Thursday, 27 January 2011

I must not say stupid things to health professionals...

Written 20th January 2011

Today we met the midwife, and if they’re all going to be as nice as her then this pregnancy will be a lot less stressful than I thought it was going to be.  We sat and chatted for about an hour and felt looked after and un-rushed.  We were both asked an incredible amount of questions about our family medical histories and were both greatly relieved to learn that according to the 10cm thick NHS book of baby making interrogation this classifies as an extremely low risk pregnancy.

Em asked about the birthing centre at the maternity unit and we found out that they have what sounds like a very nice birthing area that is a nice mix of home and hospital.  We were told that (unless the pregnancy gets complicated) there’s nothing to stop us having this baby at home, although I’m not too keen on the idea, our cats have a habit of throwing up on things at the most inopportune of times.

So the midwife appointment was incredibly reassuring, and I think I did really well not to make any stupid jokes.  Well nearly.  I managed to keep it down to a bare minimum-  when I was told by the midwife that I was involved in this pregnancy too I replied ‘just the fun bit so far’, and when I got out of Em’s way so that she could have an alarming amount of blood sucked out of her arm I told the midwife how excited I was that there were some toys on hand for me to play with.

There are certain aspects and ‘things that need to happen’ when having a baby that we haven’t given much thought to until now.  It was much the same when we got married and we forgot to take money to pay the registrar, or to choose wedding vows.  One of the baby things we hadn’t given much thought to was how to break the news to our parents and siblings (including a great northern lunk called Graham who is an honorary member of our family).  Em wanted to wait until we went to visit her parents next weekend before breaking the news, but fearing she might burst with anticipation before then she gave them a call.  After seeking reassurances from her mother that she was sitting down (her mother that is, Em was hopping from foot to foot) Em broke the news.  Even although Em was talking to her mum on a mobile phone a few metres away from where I was nervously standing I could still hear a lot of squealing and half formed words howling down the line.  Em’s dad was equally pleased and immediately sent me a text message congratulating me, and telling me that my hard work is already over, and that from now on I can put my feet up...

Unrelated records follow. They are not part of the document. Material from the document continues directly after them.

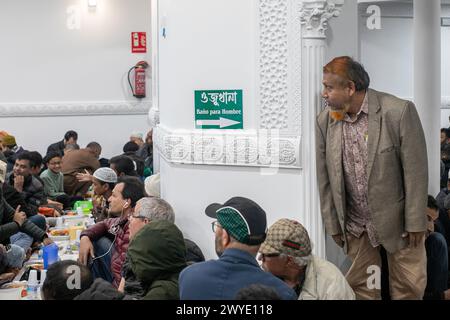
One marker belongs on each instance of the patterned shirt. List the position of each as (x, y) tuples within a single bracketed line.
[(354, 154)]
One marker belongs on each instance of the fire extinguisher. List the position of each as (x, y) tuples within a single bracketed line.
[(139, 79)]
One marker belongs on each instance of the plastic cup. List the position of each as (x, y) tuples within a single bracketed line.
[(77, 238), (32, 278), (50, 255), (59, 222), (43, 276)]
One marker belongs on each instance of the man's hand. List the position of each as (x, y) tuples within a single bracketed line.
[(47, 241), (415, 239), (86, 250), (447, 294), (57, 204), (84, 177), (19, 216), (18, 183), (121, 287), (339, 239)]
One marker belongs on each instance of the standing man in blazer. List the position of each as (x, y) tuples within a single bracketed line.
[(373, 181)]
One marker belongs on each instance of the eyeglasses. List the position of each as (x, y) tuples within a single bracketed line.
[(136, 216), (215, 225), (269, 255)]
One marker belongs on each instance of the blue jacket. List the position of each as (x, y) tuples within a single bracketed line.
[(223, 278)]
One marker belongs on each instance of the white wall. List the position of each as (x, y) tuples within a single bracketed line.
[(213, 45), (44, 62), (342, 35), (387, 54)]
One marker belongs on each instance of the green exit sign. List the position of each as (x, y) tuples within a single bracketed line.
[(218, 109)]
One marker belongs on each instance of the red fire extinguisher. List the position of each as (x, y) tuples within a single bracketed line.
[(139, 79)]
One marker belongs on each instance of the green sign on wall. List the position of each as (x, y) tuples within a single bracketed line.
[(218, 109)]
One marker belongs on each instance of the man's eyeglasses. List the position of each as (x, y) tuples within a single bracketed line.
[(269, 255), (215, 225), (136, 216)]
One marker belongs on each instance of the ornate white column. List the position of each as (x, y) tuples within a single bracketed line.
[(314, 17), (427, 80)]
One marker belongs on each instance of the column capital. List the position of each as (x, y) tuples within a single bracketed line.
[(315, 14)]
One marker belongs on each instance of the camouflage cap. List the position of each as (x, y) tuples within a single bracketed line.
[(288, 237)]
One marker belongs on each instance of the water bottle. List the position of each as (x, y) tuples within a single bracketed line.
[(50, 255), (32, 286)]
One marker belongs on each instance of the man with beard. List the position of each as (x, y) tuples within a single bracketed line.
[(373, 181), (239, 231), (104, 245)]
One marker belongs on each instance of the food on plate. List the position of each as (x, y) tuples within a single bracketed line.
[(37, 266), (46, 211), (59, 232)]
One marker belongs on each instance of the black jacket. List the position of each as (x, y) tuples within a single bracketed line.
[(33, 190), (14, 199), (101, 290), (8, 226)]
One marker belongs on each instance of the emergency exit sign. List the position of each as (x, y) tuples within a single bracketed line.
[(138, 42), (218, 109)]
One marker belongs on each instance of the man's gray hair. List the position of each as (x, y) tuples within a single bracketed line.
[(154, 208)]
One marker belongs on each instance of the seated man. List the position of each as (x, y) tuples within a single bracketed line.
[(11, 261), (156, 255), (70, 137), (137, 137), (148, 210), (15, 221), (239, 230), (11, 150), (103, 180), (112, 234), (286, 253), (77, 161), (123, 166), (29, 187), (53, 181), (60, 283), (437, 257)]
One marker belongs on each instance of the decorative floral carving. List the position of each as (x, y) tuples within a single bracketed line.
[(314, 16), (247, 148)]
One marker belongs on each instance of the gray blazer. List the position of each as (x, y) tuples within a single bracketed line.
[(397, 170)]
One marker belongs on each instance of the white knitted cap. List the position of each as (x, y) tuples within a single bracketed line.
[(137, 134), (106, 175)]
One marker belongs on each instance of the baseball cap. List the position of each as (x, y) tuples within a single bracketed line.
[(288, 237), (106, 175), (242, 218), (9, 141), (3, 166)]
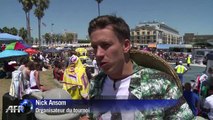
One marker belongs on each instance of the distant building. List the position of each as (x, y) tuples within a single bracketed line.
[(155, 32), (190, 38)]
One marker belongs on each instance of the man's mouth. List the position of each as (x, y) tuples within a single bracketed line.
[(102, 64)]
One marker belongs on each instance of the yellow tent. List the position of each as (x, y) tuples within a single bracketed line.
[(81, 51)]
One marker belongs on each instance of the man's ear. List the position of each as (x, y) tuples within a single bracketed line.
[(126, 45)]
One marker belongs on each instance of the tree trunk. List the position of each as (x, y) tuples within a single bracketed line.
[(28, 26)]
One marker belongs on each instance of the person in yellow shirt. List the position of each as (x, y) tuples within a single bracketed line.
[(188, 61), (181, 70)]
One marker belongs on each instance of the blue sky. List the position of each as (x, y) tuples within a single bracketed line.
[(186, 16)]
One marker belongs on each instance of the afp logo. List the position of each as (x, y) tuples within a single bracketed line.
[(25, 106)]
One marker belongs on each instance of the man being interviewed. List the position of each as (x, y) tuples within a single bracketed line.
[(123, 78)]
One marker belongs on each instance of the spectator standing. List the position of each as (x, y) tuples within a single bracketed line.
[(181, 70), (191, 98)]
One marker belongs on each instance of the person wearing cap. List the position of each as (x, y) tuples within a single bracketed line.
[(122, 77), (75, 79), (181, 70)]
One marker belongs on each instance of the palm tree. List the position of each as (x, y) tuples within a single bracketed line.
[(99, 1), (41, 5), (13, 31), (6, 30), (27, 6), (23, 33)]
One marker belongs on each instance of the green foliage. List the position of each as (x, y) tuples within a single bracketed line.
[(83, 41)]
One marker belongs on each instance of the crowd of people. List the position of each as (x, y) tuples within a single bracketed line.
[(119, 76)]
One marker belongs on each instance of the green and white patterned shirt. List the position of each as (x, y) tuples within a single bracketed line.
[(149, 84)]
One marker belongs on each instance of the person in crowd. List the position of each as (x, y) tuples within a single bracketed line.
[(110, 40), (181, 70), (208, 104), (35, 76), (55, 70), (96, 68), (191, 98), (25, 70), (8, 69), (3, 46), (75, 79), (188, 61), (60, 71), (198, 82), (205, 84)]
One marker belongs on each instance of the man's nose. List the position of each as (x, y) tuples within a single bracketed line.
[(99, 52)]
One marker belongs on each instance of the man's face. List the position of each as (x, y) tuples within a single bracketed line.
[(109, 51)]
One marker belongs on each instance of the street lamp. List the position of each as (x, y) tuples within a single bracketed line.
[(99, 1)]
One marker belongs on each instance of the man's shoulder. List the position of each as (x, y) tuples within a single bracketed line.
[(209, 98)]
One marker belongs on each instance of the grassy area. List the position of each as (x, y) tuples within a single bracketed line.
[(46, 80)]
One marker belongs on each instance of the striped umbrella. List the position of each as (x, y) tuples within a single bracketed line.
[(16, 46)]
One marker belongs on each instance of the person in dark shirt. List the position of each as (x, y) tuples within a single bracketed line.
[(8, 69), (191, 98)]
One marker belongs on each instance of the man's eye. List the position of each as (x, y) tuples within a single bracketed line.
[(105, 46)]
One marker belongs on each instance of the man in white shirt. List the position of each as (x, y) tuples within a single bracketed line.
[(208, 104)]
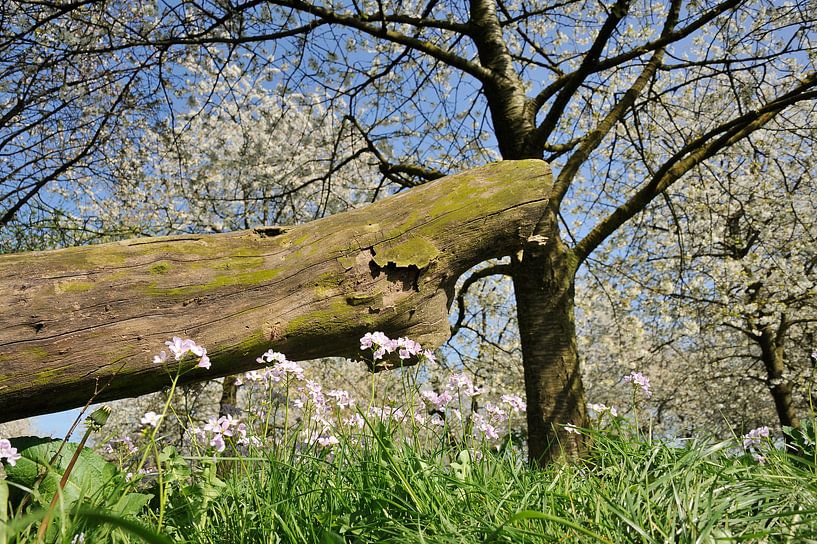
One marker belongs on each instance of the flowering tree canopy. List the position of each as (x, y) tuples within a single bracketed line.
[(625, 99)]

Just as I typed that last sentence my mum rang me back, she had been in a prayer meeting with two of her friends.  My mum gets together once a week with these friends so that they can pray for their children, and I must admit I was secretly hoping that when I asked her what she was praying for that she would answer ‘babies’.  My mum is very excited and a bit giggly about the whole affair, and my dad (who is usually very calm and steady) reacted extremely positively and started rambling on about when I was born, something I don’t think we’ve talked about before!

When we told our ‘adopted brother’ Graham he was more freaked out than we were, his face when he was looking through one of the many books the midwife gave us was priceless.  He looked up at Em with a horrified look on his face and said, “You might wee yourself when you laugh!”

Above all today has left me feeling very humble and grateful to have both sets of parents living nearby, and for having our health, and love, and sunshine, blue skies and lollipops.

P.S My favourite quote of the day was Em saying that her mum recently told her that she came from a long line of child bearers...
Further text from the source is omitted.